Two exciting NLP papers at ICML 2018!
ICML 2018 accepts are out, and I am excited about two papers that I will briefly outline here. I think both papers are phenomenally good and will bring back structured prediction in NLP to modern deep learning architectures.
Differentiable Dynamic Programming for Structured Prediction and AttentionArthur Mensch and Mathieu Blondel [arXiv]
Dynamic Programming (DP) is the bread and butter of popular NLP algorithms. Many NLP problems involve an implicit (overlapping) substructure that makes them the most likely candidates for a DP solution. DPs are so central to NLP that researchers have even built specialized declarative programming languages for specifying and solving them.
Computational graph for Viterbi algorithm
With the recent advent of deep learning and computational graph frameworks, we saw a trend of everything represented as simple layers with nonlinearities and complex structured inputs and outputs, such as those found in language, being hammered until submission with these simple architectures using large amounts of data and compute. This view of the world is quite limiting as it doesn’t allow us to encode structured priors in the models directly.

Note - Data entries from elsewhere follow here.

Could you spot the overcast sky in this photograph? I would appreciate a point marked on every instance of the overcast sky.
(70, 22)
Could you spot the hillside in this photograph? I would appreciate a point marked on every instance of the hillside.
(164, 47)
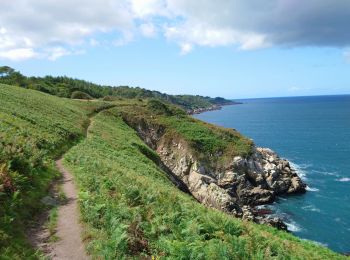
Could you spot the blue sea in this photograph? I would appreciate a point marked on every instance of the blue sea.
(314, 134)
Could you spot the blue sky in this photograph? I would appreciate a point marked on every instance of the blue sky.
(179, 48)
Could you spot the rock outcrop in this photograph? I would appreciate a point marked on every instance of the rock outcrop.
(235, 188)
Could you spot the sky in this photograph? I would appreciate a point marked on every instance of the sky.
(230, 48)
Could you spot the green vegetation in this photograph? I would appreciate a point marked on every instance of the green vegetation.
(65, 87)
(129, 207)
(80, 95)
(214, 144)
(34, 129)
(132, 210)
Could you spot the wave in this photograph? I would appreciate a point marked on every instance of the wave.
(315, 242)
(326, 173)
(311, 208)
(311, 189)
(293, 226)
(343, 179)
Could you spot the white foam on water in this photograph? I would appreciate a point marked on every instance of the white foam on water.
(293, 227)
(311, 208)
(300, 169)
(327, 173)
(343, 179)
(311, 189)
(316, 242)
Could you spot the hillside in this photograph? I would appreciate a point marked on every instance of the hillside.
(129, 204)
(65, 87)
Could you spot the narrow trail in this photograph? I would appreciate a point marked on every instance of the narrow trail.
(68, 230)
(69, 245)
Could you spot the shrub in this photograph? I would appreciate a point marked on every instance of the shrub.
(80, 95)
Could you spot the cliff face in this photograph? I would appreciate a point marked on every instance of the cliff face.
(235, 187)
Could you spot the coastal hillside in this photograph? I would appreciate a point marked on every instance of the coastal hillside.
(68, 87)
(133, 201)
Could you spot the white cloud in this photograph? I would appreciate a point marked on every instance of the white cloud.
(148, 30)
(186, 48)
(18, 54)
(32, 27)
(43, 25)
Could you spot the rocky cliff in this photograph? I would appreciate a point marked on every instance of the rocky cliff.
(235, 187)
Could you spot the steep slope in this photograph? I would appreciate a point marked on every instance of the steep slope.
(34, 129)
(128, 202)
(65, 87)
(131, 209)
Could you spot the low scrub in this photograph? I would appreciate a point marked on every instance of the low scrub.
(132, 210)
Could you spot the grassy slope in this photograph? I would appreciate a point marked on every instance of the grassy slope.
(34, 128)
(64, 87)
(131, 209)
(215, 145)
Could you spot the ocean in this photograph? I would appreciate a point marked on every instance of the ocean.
(314, 134)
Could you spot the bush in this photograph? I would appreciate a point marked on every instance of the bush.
(80, 95)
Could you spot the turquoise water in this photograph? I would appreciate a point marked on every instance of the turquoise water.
(314, 134)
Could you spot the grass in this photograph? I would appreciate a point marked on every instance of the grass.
(35, 128)
(212, 144)
(131, 210)
(129, 207)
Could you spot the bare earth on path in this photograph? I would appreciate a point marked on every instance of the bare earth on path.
(69, 245)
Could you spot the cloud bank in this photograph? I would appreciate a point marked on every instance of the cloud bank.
(52, 29)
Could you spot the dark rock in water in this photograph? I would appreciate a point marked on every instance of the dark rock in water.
(273, 222)
(234, 188)
(262, 212)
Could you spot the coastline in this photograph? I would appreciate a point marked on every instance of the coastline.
(211, 108)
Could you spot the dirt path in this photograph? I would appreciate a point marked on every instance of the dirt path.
(69, 245)
(68, 230)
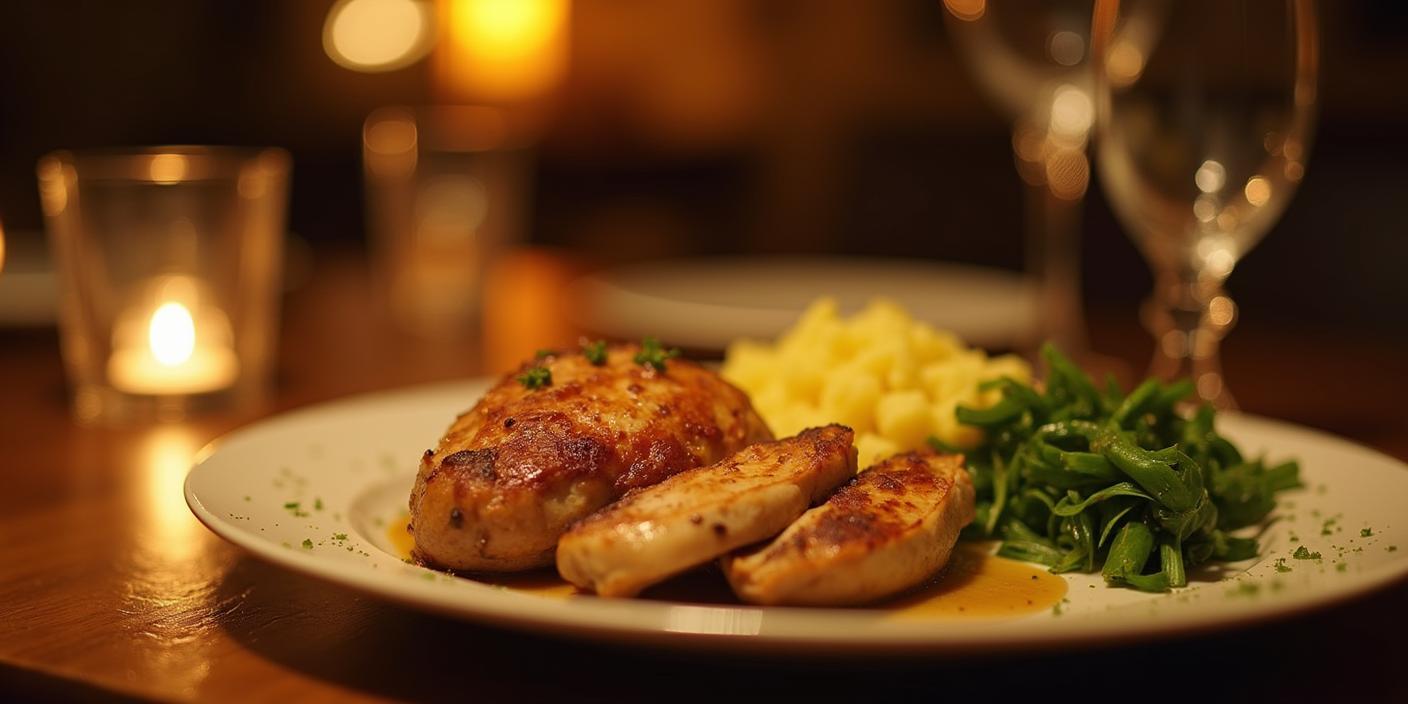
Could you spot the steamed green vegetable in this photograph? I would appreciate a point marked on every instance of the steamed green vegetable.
(1083, 479)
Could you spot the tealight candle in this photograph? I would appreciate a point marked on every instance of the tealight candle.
(173, 359)
(169, 262)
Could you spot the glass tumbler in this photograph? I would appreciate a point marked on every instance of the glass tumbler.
(169, 262)
(447, 192)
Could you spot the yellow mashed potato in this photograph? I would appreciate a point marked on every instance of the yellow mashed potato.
(890, 378)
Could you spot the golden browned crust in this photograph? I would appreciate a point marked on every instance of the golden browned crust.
(514, 470)
(887, 530)
(699, 514)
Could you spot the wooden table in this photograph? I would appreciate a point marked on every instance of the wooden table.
(110, 587)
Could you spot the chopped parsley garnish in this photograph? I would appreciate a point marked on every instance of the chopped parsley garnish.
(654, 355)
(535, 378)
(596, 352)
(1245, 589)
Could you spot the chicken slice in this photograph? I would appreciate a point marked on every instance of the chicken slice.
(886, 531)
(703, 513)
(523, 465)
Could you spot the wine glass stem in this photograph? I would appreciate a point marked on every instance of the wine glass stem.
(1189, 316)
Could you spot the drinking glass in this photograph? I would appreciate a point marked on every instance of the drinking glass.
(1201, 141)
(447, 192)
(169, 262)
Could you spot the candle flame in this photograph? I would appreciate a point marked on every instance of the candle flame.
(172, 334)
(375, 35)
(503, 49)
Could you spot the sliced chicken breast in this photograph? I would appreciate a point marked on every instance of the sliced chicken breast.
(517, 469)
(886, 531)
(703, 513)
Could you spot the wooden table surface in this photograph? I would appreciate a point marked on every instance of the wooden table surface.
(109, 587)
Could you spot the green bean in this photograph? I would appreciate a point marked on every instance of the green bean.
(997, 414)
(1072, 507)
(1170, 556)
(1128, 552)
(1156, 478)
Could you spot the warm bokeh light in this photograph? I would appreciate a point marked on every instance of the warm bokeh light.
(966, 10)
(503, 49)
(1072, 111)
(1066, 48)
(1124, 64)
(172, 334)
(1067, 173)
(1211, 176)
(168, 168)
(375, 35)
(1258, 190)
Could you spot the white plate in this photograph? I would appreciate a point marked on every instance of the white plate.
(349, 466)
(706, 303)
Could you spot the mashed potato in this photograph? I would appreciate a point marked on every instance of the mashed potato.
(890, 378)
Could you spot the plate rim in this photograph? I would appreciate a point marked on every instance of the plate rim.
(596, 623)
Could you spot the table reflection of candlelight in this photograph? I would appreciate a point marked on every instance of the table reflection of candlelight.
(501, 51)
(179, 352)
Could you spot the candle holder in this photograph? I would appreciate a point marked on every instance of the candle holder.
(447, 192)
(169, 264)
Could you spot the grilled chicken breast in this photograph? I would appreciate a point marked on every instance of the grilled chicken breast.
(886, 531)
(523, 465)
(703, 513)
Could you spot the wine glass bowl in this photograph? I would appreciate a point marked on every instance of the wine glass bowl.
(1031, 61)
(1201, 140)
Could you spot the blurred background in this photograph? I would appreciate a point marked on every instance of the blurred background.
(697, 127)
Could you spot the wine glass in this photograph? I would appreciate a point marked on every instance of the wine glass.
(1031, 59)
(1201, 140)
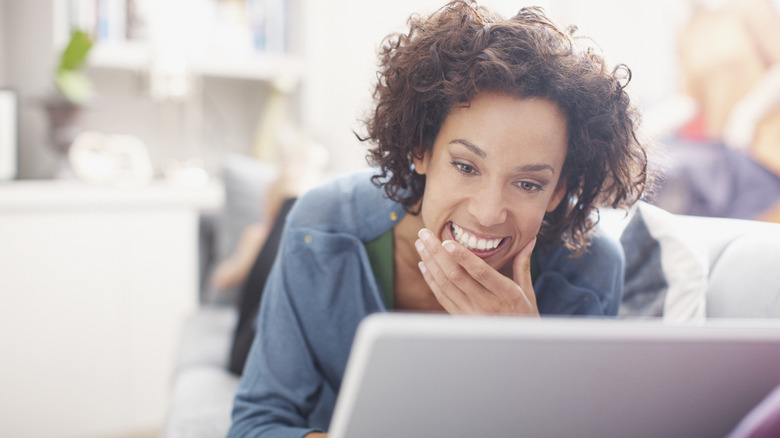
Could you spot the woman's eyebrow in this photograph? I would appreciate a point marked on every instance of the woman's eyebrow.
(470, 146)
(520, 169)
(534, 168)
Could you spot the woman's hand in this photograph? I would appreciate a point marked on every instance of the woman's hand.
(464, 283)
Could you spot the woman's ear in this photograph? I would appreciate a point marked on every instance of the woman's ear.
(557, 197)
(421, 162)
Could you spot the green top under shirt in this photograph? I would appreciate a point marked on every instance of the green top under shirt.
(380, 254)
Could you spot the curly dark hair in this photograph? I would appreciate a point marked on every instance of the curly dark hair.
(462, 49)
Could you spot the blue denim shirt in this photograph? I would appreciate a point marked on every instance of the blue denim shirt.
(321, 286)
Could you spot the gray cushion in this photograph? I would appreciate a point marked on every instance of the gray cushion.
(745, 279)
(246, 182)
(201, 403)
(206, 337)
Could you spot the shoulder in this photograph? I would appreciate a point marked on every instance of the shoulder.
(603, 251)
(591, 283)
(350, 204)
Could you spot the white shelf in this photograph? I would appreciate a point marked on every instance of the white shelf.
(58, 195)
(253, 66)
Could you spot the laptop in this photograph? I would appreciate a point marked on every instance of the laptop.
(414, 375)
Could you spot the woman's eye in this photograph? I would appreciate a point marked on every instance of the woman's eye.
(463, 168)
(529, 186)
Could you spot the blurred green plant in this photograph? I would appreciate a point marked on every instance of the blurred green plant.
(70, 79)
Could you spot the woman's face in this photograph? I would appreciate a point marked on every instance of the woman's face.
(493, 172)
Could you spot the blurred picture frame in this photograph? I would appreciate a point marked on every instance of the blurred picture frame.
(9, 133)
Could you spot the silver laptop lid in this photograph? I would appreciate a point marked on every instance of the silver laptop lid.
(442, 376)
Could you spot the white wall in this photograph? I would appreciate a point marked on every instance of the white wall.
(3, 39)
(342, 37)
(339, 39)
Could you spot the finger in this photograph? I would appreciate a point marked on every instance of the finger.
(448, 276)
(521, 265)
(446, 302)
(476, 268)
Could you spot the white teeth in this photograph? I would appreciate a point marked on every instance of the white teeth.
(471, 242)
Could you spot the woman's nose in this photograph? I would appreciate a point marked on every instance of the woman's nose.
(489, 206)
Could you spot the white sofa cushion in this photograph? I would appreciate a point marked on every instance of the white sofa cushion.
(666, 269)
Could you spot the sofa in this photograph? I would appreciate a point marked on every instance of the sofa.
(677, 268)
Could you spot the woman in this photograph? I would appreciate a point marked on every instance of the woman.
(495, 141)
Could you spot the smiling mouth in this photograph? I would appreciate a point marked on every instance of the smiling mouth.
(475, 243)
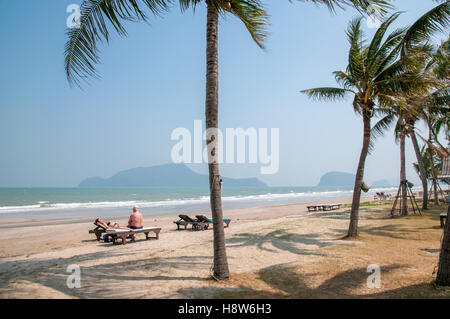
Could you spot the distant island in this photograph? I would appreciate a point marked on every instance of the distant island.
(167, 175)
(335, 179)
(381, 183)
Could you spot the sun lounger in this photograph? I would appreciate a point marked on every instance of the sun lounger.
(314, 208)
(208, 221)
(324, 207)
(185, 221)
(98, 231)
(124, 233)
(330, 207)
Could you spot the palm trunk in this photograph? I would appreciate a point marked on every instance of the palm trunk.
(354, 214)
(433, 176)
(422, 171)
(211, 112)
(404, 208)
(443, 275)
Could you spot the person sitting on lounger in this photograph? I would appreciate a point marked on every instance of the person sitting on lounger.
(108, 225)
(136, 219)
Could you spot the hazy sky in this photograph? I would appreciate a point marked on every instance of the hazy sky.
(154, 81)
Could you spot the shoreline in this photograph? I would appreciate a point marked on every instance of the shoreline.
(306, 249)
(7, 222)
(57, 236)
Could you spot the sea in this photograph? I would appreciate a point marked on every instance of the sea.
(73, 203)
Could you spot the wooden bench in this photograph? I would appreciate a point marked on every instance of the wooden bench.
(331, 207)
(123, 234)
(324, 207)
(98, 231)
(314, 208)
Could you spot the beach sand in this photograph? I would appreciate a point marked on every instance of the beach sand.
(273, 252)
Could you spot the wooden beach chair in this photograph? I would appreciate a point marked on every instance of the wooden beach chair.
(314, 208)
(124, 233)
(208, 221)
(98, 231)
(328, 207)
(185, 221)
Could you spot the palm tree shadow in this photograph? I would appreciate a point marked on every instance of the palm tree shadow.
(124, 279)
(283, 240)
(285, 282)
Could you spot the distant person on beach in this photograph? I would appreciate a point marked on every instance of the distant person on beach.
(134, 222)
(136, 219)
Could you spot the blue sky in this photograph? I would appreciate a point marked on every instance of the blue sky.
(154, 81)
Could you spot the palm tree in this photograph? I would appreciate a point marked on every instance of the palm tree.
(436, 20)
(81, 55)
(373, 72)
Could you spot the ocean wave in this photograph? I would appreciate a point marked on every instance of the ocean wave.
(267, 197)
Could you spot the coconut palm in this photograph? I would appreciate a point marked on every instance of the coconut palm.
(435, 20)
(373, 72)
(98, 16)
(81, 55)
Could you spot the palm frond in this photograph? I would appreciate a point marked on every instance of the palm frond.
(326, 93)
(361, 5)
(81, 51)
(254, 17)
(435, 20)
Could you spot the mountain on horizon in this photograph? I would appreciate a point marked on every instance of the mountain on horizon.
(166, 175)
(337, 179)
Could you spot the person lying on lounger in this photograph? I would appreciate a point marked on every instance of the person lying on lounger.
(134, 222)
(136, 219)
(108, 225)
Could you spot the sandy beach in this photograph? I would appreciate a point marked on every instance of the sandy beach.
(262, 243)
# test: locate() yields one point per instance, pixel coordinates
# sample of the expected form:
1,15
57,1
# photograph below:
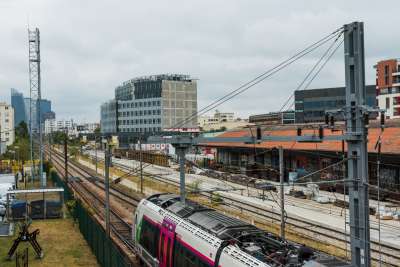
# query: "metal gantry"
356,114
35,118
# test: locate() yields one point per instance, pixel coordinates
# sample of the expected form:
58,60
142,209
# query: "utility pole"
35,120
356,114
182,178
95,151
141,165
66,157
107,160
50,147
282,193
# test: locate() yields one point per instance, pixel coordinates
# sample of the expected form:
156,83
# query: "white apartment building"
53,125
7,134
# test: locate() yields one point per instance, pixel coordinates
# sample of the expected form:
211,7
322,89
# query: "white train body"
168,233
194,240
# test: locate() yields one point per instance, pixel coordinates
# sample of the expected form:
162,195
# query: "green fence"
60,183
107,254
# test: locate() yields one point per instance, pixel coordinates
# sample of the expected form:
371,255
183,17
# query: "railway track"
331,236
118,225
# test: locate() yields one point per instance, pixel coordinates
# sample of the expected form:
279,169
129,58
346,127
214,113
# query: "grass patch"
62,243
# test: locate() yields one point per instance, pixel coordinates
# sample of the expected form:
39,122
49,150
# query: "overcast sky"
90,47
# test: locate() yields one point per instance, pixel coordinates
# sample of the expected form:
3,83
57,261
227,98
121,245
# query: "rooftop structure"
388,87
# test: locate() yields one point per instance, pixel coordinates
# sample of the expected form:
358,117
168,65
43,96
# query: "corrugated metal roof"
390,140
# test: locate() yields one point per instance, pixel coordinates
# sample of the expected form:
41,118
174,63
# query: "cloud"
90,47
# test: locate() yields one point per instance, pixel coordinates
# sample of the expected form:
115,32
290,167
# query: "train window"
167,252
184,257
149,237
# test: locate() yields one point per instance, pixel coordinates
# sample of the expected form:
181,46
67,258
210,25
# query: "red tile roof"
390,140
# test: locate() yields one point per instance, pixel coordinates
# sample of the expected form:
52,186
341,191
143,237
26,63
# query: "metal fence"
106,252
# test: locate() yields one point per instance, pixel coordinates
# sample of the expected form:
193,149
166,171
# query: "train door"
166,243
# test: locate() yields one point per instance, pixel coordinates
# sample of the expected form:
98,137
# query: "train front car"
168,234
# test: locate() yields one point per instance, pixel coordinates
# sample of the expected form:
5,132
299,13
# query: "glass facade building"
21,107
311,105
150,104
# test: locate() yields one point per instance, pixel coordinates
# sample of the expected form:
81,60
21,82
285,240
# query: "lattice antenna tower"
35,123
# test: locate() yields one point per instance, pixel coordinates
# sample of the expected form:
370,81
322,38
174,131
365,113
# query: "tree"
20,149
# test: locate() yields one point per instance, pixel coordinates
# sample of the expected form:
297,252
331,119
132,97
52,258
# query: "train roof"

Traditional DPs are usually non-differentiable (due to the “max” operator in the DP), and why we never saw any “DP layers” in modern DL architectures. This paper changes that by proposing a smooth version of \max, \max_{\Omega}, where \Omega is strongly convex regularizer like negative entropy or \ell_{2}, and “differentiable” DP (DDP) layers. Of course, this line of thinking is not completely new. I know Jason Eisner has been explaining this for a while, and for the particular case of the inside-outside algorithm, he has a tutorial paper showing how the inside-outside algorithm is nothing but backprop. (The forward-backward algorithm is a special case of inside-outside)
“Computational linguists have been backpropagating through their arithmetic circuits for a long time without realizing it—indeed, since before Rumelhart et al. (1986) popularized the use of this technique to train neural networks. Recognizing this connection can help us to understand, teach, develop, and implement many core algorithms of the field.” – Eisner, 2016
However, what’s new is the generality of Mensch and Blondel paper, a tutorial-like synthesis of recent works, the description of DDP layers and DP operators in the context of computational graph frameworks, and the accompanying PyTorch implementation.
SparseMAP: Differentiable Sparse Structured InferenceVlad Niculae, André F. T. Martins, Mathieu Blondel, and Claire Cardie [arXiv]
Many NLP tasks involve Structured Prediction, where the outputs are combinatorial structures like sequences, sets, trees, and alignments. Enumerating all possible structures in the output (say when doing inference) is expensive and most times impossible. For example, if you are parsing, the number of possible parses for a sentence is bounded by the Catalan number. A big chunk of probabilistic graphical models literature is dedicated to handling this problem. The MAP (maximum a posteriori), a general statistical technique, is one solution to make inference tractable, but it produces a single solution. The other option is to “marginalize” over all possible structures and predict a distribution, but this requires a lot of compute or complex inference algorithms. Then there is work on how to efficiently do this marginalization without explicitly enumerating the possibilities.
SparseMAP is somewhere in between MAP and marginal inference and it comes from the following observation: Softmax is the entropy-regularized argmax (used in MAP). If you replace the entropy term with a special kind of sparsity-inducing regularizer, you get SparseMAP. (Not to be confused with earlier related work on sparsemax.) When can you use SparseMAP? By its design, pretty much in any structured prediction problem where MAP inference is available.
Both papers, unsurprisingly, are related to each other and worth careful reading.